JAMA editors, too, published a statement in January—only 2 months after ChatGPT was released for public use—instructing authors to “take responsibility for the integrity of the content generated by these tools” and potentially mention them either in the acknowledgements or methods section of the paper.

Likewise, the American Heart Association (AHA) family of 14 journals updated their policies regarding use of AI-assisted tools, specifically updating their guidelines for figures “to make clear that these tools would be treated like any other digital manipulation,” according to a spokesperson.

It's important to understand that this tool is there to assist you, but it's not to take over full responsibility of the content that's being generated. Brahmajee Nallamothu

Recently Elsevier, the publisher of a wide variety of peer-reviewed journals, also came out with a new policy governing how these technologies can be used, specifically mentioning that they cannot be “listed or cited as authors,” a spokesperson told TCTMD. Though an initial email about this policy caused some confusion by stating that AI was “not to replace key researcher tasks such as interpreting data,” a revision now only includes instructions for scientific writing.

This “guidance only refers to the writing process, and not to the use of AI tools to analyze and draw insights from data as part of the research process,” the Elsevier spokesperson clarified.

Policies and Practice

How physicians and scientists keep up with these fast-changing policies remains to be seen.

“The first thing to realize is that it's really a rapidly moving field, and anything that journals and journal editors do today will likely have to be revised tomorrow as the sophistication of the tools increases,” Douglas Mann, MD (Washington University School of Medicine in St.
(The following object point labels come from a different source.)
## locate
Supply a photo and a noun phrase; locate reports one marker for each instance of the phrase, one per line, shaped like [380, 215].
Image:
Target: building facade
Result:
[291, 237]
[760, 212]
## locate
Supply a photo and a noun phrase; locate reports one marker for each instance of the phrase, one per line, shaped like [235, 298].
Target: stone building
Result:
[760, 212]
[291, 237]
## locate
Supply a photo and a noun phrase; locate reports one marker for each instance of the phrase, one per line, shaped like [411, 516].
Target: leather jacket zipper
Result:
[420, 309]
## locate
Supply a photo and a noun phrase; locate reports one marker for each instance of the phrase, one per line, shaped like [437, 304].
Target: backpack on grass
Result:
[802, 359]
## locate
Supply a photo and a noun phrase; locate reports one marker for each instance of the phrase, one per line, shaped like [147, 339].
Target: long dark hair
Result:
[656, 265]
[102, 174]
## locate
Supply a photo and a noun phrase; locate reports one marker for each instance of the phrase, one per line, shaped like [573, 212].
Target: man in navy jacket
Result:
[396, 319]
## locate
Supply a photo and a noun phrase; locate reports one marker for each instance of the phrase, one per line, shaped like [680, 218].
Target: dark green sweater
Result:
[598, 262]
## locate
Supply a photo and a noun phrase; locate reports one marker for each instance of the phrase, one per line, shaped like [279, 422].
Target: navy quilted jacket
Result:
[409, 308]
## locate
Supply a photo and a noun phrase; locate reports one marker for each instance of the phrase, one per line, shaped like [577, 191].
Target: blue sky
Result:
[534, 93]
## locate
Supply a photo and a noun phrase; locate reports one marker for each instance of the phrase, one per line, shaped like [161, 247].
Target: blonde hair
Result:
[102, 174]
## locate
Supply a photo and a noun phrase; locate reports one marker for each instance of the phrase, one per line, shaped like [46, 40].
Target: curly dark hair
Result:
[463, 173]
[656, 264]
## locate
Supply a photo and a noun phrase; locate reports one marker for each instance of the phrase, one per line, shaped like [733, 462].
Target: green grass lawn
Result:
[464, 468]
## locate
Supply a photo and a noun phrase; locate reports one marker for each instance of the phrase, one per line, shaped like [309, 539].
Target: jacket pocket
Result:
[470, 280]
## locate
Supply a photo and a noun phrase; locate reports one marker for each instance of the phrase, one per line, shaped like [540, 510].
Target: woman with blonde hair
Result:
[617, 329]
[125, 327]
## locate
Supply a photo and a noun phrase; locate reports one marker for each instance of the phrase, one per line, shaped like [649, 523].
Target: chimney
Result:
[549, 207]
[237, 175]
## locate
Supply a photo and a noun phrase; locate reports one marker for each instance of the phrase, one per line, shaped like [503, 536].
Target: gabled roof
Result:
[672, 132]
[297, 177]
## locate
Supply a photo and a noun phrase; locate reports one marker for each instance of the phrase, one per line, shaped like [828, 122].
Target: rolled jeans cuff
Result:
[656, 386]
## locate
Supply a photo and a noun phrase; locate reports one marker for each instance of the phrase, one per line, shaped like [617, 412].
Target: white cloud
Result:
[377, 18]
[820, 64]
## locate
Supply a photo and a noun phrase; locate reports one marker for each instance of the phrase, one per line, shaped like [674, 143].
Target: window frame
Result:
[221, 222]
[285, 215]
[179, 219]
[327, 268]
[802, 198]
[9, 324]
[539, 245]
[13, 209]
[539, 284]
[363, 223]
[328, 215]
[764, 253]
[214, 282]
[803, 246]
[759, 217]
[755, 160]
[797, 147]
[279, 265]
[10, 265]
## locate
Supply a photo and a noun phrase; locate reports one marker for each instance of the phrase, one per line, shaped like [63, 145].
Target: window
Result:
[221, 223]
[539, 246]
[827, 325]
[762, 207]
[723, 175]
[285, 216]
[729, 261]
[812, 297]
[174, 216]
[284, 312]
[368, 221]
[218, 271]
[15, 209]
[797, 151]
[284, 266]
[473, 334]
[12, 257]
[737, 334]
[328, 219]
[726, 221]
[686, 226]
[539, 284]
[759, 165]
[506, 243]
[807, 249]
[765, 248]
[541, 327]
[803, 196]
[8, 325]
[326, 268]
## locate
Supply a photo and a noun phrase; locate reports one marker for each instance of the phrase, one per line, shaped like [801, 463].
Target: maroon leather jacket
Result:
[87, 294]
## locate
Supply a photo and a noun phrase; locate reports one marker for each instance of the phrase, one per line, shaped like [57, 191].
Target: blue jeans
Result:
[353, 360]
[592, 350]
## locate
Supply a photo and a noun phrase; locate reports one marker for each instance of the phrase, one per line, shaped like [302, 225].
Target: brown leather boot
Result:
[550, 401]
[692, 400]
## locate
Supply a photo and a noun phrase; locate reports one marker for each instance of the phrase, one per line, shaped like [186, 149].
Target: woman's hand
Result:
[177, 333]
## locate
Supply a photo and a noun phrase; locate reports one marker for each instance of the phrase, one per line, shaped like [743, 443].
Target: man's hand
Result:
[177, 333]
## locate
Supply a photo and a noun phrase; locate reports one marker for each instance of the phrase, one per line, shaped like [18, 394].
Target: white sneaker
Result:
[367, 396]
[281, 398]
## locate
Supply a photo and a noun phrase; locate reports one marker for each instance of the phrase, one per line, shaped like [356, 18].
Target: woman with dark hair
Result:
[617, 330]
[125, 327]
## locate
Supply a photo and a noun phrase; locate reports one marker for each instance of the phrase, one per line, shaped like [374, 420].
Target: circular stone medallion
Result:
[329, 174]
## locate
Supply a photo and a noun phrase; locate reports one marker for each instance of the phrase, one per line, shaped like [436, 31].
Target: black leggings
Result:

Louis, MO), editor-in-chief of JACC: Basic to Translational Research, told TCTMD.

In an interview he conducted with ChatGPT, Mann asked it “two divergent questions and it came up with two articulate answers,” which proves that the bot can be manipulated to give humans whatever they are looking for. This was partly the impetus to come up with a standard set of policies for the JACC journals preemptively. “We wanted to get out in front of it before it came to us as a paper and we did not have a policy,” he said.

Eldrin Lewis, MD, MPH (Stanford Medicine, Palo Alto, CA), who serves as chair of the AHA’s scientific publishing committee, told TCTMD that, in general, his team of editors is “supportive of the technology because we know that times are changing.” However, he continued, “we have to really look carefully about how it's being applied and then allow autonomy with the editors-in-chief for really getting into the specifics of its use.”

Brahmajee Nallamothu, MD, MPH (University of Michigan, Ann Arbor), who serves as editor-in-chief of Circulation: Cardiovascular Quality & Outcomes, said the overall AHA policy is “pretty open” right now, asking for transparency from authors in specifying if and how they used AI in their papers, as well as accountability. “There’s a danger if people get lax about that,” he told TCTMD. “It's important to understand that this tool is there to assist you, but it's not to take over full responsibility of the content that's being generated.”

Human Responsibilities

But using the tool, many said, is not the same thing as treating it as a peer in the publication process. “I am fully confident that there is no place for ChatGPT or similar tools as authors,” Giuseppe Biondi-Zoccai, MD (Sapienza University of Rome, Italy), who serves as the editor-in-chief of Minerva Cardiology Angiology, told TCTMD. “My take is that you cannot copy and paste verbatim from ChatGPT into a manuscript” because that can cause copyright issues, especially since the bot does not currently provide references from where it sources data, he said.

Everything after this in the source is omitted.